Short jokes
God: You're gonna have 2 parents.
Orphan: Double it and give it to the next person.
What does Johnny Depp hate about driving a car?
He can't drink and drive.
What’s the difference between a female farmer and Hitler’s girlfriend?
One bails her hay, and the other heils her bae.
I work in a garage, and yesterday a gay person came up to me and said, "Why won't my car go straight?"
What's the difference between YouTube adverts and orphans?
Most get skipped no matter how interesting they are.
I flew a paper airplane and I rate it 9/11.
I know an orphan named Zara, and he has never had homemade food.
My sis told me that onions are the only food that can make you cry...
So I threw a coconut at her.
Asians love it when a British person says "Rice!"
When was the biggest BBQ in history? Hiroshima, August 6, 1945.

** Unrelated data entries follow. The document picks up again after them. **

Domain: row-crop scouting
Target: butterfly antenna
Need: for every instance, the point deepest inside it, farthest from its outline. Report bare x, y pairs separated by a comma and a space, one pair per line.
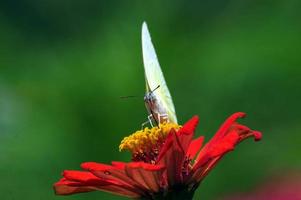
125, 97
155, 89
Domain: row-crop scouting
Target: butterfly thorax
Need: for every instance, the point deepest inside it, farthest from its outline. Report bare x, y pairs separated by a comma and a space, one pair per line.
155, 108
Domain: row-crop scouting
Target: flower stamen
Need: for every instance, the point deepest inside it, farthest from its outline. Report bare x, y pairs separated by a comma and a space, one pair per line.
145, 144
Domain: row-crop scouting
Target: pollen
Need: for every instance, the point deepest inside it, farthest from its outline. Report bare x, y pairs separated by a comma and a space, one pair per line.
147, 140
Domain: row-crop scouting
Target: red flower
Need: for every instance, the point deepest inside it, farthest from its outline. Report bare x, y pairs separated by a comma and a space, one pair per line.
167, 162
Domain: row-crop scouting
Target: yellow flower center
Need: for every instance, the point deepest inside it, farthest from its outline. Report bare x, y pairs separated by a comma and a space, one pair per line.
147, 140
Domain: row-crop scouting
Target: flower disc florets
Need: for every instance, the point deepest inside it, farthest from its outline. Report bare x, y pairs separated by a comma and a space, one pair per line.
145, 144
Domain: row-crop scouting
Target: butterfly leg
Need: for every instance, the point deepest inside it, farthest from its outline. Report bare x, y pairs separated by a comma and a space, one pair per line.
163, 118
149, 120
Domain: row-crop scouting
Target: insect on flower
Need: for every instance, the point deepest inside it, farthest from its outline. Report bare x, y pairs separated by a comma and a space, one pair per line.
167, 163
157, 99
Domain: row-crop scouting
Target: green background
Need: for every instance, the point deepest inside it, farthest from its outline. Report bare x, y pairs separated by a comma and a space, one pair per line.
64, 65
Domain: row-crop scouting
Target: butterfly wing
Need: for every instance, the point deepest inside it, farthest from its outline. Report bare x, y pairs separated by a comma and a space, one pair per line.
154, 75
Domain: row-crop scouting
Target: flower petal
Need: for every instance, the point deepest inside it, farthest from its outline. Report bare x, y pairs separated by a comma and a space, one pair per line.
145, 174
66, 187
172, 157
185, 134
194, 147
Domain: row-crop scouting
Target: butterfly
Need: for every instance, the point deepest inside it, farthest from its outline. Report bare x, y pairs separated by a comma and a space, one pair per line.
157, 98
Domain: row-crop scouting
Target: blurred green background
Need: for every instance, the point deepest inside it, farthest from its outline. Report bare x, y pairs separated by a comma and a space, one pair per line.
64, 64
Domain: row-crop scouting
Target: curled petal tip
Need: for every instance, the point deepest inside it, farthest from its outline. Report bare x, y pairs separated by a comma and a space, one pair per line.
257, 135
240, 114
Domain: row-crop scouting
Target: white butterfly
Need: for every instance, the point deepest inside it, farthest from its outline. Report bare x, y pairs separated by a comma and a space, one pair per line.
157, 98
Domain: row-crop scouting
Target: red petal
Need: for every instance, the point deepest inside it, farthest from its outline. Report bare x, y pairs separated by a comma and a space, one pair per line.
145, 174
194, 147
62, 187
185, 134
173, 158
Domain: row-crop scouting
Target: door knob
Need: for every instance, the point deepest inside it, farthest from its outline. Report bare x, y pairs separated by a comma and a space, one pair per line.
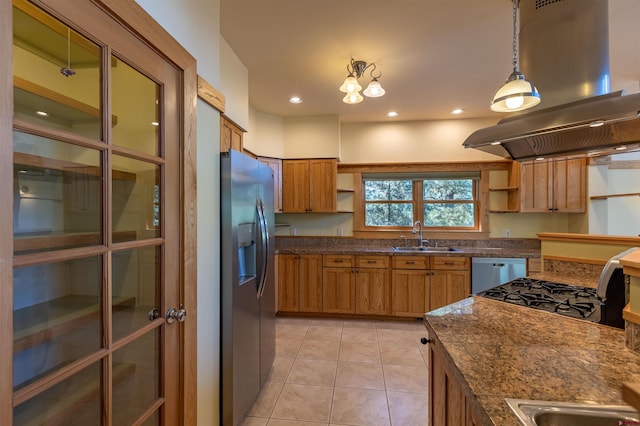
174, 315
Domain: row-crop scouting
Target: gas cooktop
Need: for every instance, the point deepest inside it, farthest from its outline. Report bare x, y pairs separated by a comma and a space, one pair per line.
569, 300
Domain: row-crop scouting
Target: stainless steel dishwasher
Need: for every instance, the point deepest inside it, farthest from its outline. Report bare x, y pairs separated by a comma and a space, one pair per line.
489, 272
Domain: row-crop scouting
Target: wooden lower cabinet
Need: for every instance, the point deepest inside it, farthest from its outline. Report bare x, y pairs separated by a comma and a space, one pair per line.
422, 284
299, 283
410, 292
448, 405
339, 290
401, 286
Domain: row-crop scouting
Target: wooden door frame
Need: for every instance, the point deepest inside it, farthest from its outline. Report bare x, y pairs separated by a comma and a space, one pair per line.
135, 18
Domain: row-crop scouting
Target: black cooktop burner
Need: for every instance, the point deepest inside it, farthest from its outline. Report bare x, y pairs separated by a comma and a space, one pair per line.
564, 299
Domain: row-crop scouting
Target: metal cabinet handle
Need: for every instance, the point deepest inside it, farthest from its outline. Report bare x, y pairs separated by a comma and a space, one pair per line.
174, 315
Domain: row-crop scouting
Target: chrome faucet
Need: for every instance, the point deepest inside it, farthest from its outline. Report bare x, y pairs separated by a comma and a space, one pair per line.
417, 229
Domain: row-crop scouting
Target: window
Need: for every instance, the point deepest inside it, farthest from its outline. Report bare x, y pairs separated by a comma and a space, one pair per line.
438, 200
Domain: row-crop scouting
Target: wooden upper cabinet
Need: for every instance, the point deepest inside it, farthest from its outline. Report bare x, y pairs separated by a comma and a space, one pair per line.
230, 135
556, 185
309, 186
276, 166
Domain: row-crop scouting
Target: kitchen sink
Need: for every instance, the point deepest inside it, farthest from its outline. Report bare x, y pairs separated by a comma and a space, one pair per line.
423, 249
553, 413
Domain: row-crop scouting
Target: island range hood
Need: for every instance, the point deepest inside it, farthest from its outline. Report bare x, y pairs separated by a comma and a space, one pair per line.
564, 48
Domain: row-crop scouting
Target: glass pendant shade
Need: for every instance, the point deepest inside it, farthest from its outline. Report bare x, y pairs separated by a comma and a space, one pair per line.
350, 85
352, 98
515, 95
374, 89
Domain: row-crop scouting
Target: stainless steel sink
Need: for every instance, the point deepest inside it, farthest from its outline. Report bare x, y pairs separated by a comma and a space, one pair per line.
553, 413
423, 249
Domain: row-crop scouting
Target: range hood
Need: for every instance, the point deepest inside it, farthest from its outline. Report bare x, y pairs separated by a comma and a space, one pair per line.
596, 126
564, 47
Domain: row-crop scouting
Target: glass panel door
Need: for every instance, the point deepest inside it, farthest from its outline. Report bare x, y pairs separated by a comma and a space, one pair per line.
96, 223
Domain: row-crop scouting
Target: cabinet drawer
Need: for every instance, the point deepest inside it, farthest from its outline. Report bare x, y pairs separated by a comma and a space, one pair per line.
450, 262
338, 260
410, 262
372, 261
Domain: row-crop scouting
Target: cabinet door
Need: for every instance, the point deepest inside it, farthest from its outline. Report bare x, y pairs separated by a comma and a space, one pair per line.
410, 292
310, 283
569, 185
288, 283
536, 189
338, 290
323, 192
447, 402
373, 291
295, 186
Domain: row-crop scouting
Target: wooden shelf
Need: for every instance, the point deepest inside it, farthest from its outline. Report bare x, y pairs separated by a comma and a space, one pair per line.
62, 315
506, 188
28, 242
604, 197
35, 161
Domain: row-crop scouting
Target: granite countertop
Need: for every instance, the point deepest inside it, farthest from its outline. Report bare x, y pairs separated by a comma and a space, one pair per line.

I ran over some crippled kids. I told [them] to walk it off!
What do you call a priest that graduated from law school?
Father-in-law.
What’s the difference between an orphan and a leaf? Only one falls down the family tree.
"Spray and pray," also known as a priest with an altar boy.
My friend asked me if I wanted to hang out by the tree later. I said, "Yeah, I was gonna hang there."
And God said to John, "Come forth, and you shall be granted eternal life."
But John came fifth and won a toaster.
Buy KFC = 1 more orphan in our fryers.
What do you get when you mix birth control and LSD?
A trip without kids.
Why do orphans kill people so they can finally be wanted?
Become an anti-furry for free KFC and dead orphans in your basement.